First, I disagree with the definition of parallelism. So the whole argument becomes moot to begin with.
Second, the author conveniently ignores that languages with side-effects can also be automatically parallelized by their compiler, which achieves the same effect as the parallelism described for functional languages. Which makes the point of the article moot again.
In conclusion (to me at least), this article adds to the confusion rather than offer the clarity it was aiming for.
http://lambda-the-ultimate.org/node/3465
Here's van Roy's definition:
"Concurrency should not be confused with parallelism. Concurrency is a language concept and parallelism is a hardware concept. Two parts are parallel if they execute simultaneously on multiple processors.

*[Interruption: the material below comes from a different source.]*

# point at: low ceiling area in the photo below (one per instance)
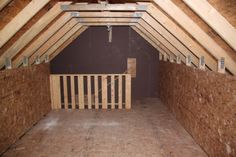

Concurrency and parallelism are orthogonal: it is possible to run concurrent programs on a single processor (using preemptive scheduling and time slices) and to run sequential programs on multiple processors (by parallelizing the calculations)."
And no, languages with side-effects cannot be automatically parallelized without changing the semantics and introducing observable nondeterminism - not nearly to the same extent as pure languages. The examples I've seen essentially work for side-effect-free subsets, which kind of misses the point. Your C compiler may be able to vectorize a loop of arithmetic operations, but as soon as your code includes an external function call the compiler has know way of knowing whether that function performs I/O or modifies global variables, so it cannot safely make parallel calls to that function.
Considering I spent years working on automatic parallelizing compilers for Fortran and C++, I'd say it is possible. I don't know why you consider the heavily computational kernels of C programs less interesting just because they don't have side effects or make IO calls.
For instance I worked on some algorithms to parallelize linked-list traversals, something that you would normally think is by definition serial.
int i = 0, j = 1, k = 2;
The processor itself can execute these in parallel if there are available resources, because writes of literals to registers don't affect each other.
So even if parallelizing compilers only work for side-effect free portions of the language, that is still a decent portion of most code. If it weren't, then out-of-order execution wouldn't give much benefit, and all cpu's would have only one execution unit (instead of 3-4) - after all it only works on side-effect free portions too (more or less).
This is on a different level (fine grained instruction level vs. coarse grained module/function level) but I'm guessing the same arguments can still apply.
I understand that attempt to automatically parallelize standard programming languages achieves some but not much improvement. The numbers I recall are less than 2 times speedup. Which I think I heard in an interview of Joe Armstrong on Software Engineering Radio, but I am not sure. Or perhaps it was an presentation by Guy Steele on parallel algorithms. Joe's message was that parallelism needs to be explicit. One of Guy's was that you need to use different algorithms allow parallel rather than serial processing.
I think we agree, that we expect to get more than (2 * one core speed) on our 10,000 core CPUs of the future.
There's a ton of overlap as far as techniques (threads, monitors, locks, actors, and so on), but those two high-level goals have very different optimal strategies, and different languages and programming paradigms have different strengths and weaknesses relative to those two. Concurrency is generally more of a high-level consequence of the core algorithm you're using; parallelism is a low-level implementation detail around how a given function or process completes. Concurrency isn't generally going to be retrofitted automatically by the compiler; parallelism can be deduced either statically or at runtime or explicitly signaled by the programmer.
Parallelism, on the other hand, is all about improving performance by making simultaneous use of multiple resources. It's entirely different from multiprogramming or multiplexing which fake the multiplicity of resources; and it's entirely different from concurrency which assumes the availability of undifferentiated resources. There are many different strategies for parallelism, but most of them assume that the resources are not undifferentiated, and thus they're very dependent on the particular details of the hardware they're running on (unlike concurrency which doesn't care). Contrary to your "high level" vs "low level" distinction, parallelism is often an extremely high-level design choice which affects the entire program structure. It has to be if it's going to maximize resource usage throughout the life of the whole program.
The interesting thing about GHC's parallelism is that it's hardware agnostic, and so you don't need to rewrite your program to use different algorithms depending on the hardware. Because it's built into the language you may want to call it "low level" (i.e. "I don't have to think about it"), but it's actually a very high-level decision (because it has major repercussions on how the runtime system works and how the language lets you say things).
A parallel program, on the other hand, is one that merely runs on multiple processors, with the goal of hopefully running faster than it would on a single CPU.
It's an incredibly vague definition that actually encompasses concurrency too..
Wikipedia puts it quite succinctly:
Parallel computing is a form of computation in which many calculations are carried out simultaneously,[1] operating on the principle that large problems can often be divided into smaller ones, which are then solved concurrently ("in parallel").
The WP article then goes on to discuss specific forms of parallelism; some concurrent, some not necessarily so.
This article appears to be so heavily focused on the idea that concurrency and parallelism are discrete and disconnected that it seems to forget there is a bigger picture.
The writer has a strong key point. Parallelism !== Concurrency (note the double =). However it's ignoring the fact that they DO intersect frequently.